Voici le récit de Janine Chambrin, née
Dubois:
Madame CHAMBRIN Janine
(née Dubois): en 1944 , écolière âgée
de 11ans, résidant à Vierville, à la dernière
ferme à droite route de Grandcamp (ferme Dubois à
l'époque)
"Des soldats allemands ou américains ? "
"J'ai vu et rencontré des soldats américains
dès le 6 Juin 44, mais je ne sais pas à quelle
heure ! je ne me suis pas rendu compte de la façon dont
la journée est passée ; c'était certainement
dans l'après-midi, j'étais dans le jardin avec
mes parents. Suite aux bombardements intensifs qu'il y avait
nous étions allés nous mettre dans un abri recouvert
où il y avait des chevaux et les allemands qui les gardaient.
En effet, les abris dans des trous du jardin ne nous protégeaient
pas assez : l'aviation était si nombreuse et les bombardements
si violents que nous avions pris peur et décidé
d'aller sous l'abri couvert. Mon père qui était
parti aux nouvelles a aperçu plein de soldats dans la
route qu'il a pris pour des soldats allemands sur le moment.
L' un des soldats qui logeait à la maison, car les allemands
avaient réquisitionné des pièces, est venu
dans la cour et les soldats de la rue lui ont tiré dessus
! Mon père s'est aperçu que c'était des
américains et il est allé au devant d'eux et il
leur a dit " Jai toute ma famille à l'abri "
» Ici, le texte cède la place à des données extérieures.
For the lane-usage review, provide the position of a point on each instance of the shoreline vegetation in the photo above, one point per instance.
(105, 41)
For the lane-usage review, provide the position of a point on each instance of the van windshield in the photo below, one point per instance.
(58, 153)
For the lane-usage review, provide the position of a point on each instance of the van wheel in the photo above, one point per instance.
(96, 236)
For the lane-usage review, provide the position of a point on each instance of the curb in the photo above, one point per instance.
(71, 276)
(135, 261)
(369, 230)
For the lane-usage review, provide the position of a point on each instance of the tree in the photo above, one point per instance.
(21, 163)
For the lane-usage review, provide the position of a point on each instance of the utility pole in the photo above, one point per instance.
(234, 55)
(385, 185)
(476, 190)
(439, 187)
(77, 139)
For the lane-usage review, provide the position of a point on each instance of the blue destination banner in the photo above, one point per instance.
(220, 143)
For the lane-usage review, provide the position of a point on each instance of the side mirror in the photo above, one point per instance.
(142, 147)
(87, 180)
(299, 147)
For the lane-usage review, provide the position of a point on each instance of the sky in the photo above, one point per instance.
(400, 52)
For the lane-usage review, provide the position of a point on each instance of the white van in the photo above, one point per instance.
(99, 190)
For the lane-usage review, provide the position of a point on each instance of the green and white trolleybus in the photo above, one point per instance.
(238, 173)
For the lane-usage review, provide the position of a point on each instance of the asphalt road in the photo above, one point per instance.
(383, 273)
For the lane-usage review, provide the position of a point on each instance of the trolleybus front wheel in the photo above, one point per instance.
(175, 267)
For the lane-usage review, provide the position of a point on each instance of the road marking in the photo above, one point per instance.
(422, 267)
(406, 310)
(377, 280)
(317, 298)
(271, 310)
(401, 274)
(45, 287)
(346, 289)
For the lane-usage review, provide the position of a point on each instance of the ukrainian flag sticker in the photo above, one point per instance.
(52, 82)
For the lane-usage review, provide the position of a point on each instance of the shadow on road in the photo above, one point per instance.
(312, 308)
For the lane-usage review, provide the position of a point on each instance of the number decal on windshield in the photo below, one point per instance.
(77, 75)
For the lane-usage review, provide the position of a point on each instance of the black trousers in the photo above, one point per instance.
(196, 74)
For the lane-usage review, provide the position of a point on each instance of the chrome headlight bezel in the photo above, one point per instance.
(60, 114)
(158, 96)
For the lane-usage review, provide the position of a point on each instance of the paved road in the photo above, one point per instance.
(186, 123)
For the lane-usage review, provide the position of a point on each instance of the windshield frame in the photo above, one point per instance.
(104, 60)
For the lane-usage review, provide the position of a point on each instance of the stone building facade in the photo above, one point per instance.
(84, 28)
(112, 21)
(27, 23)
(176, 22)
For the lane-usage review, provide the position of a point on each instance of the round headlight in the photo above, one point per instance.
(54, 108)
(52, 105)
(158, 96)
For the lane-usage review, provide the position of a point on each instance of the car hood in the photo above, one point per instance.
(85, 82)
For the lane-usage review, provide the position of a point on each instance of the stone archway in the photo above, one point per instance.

"Une rose pour les américains
"
Ils sont venus nous chercher dans l'abri ; malheureusement
je ne me souviens plus trés bien de ces américains
ni de la conversation, j'étais trop jeune ; Mais je me
souviens que quelques instants plus tard ma mère a cueilli
une rose et m'a envoyé la porter à l'un des américains
qui était là en guise de bienvenue, de bon accueil
et de reconnaissance.
"Un commando?... ou ... Un
véritable débarquement ? "
Les américains nous ont appris qu'il y avait le débarquement,
parce que nous, jusque là nous avions pensé à
un commando. Il y avait déjà eu sur Vierville
de nombreux commandos avec des bateaux qui étaient venus
et nous nous sommes rendus compte à ce moment là
, seulement, que c'était le débarquement : nous
sommes allés voir à la fenêtre, à
l'arrière de la maison et nous avons aperçu tous
les bateaux qui couvraient la mer ; et c'est seulement à
ce moment là que nous avons réalisé que
c'était le véritable débarquement.
"Je garde mon chapelet ! "
Je me souviens que quelques jours plus tard un soldat avait
voulu que je lui donne un petit chapelet que j'avais sur une
toute petite poupée qui représentait une communiante
; en effet à Vierville la communion avait eu lieu le
dimanche et le débarquement le mardi, et moi j'avais
fait ma communion le dimanche et j'avais eu cette poupée
et le chapelet, aussi je ne pouvais donner le chapelet ! j'étais
trop petite pour comprendre. Plus tard, j'ai beaucoup regretté.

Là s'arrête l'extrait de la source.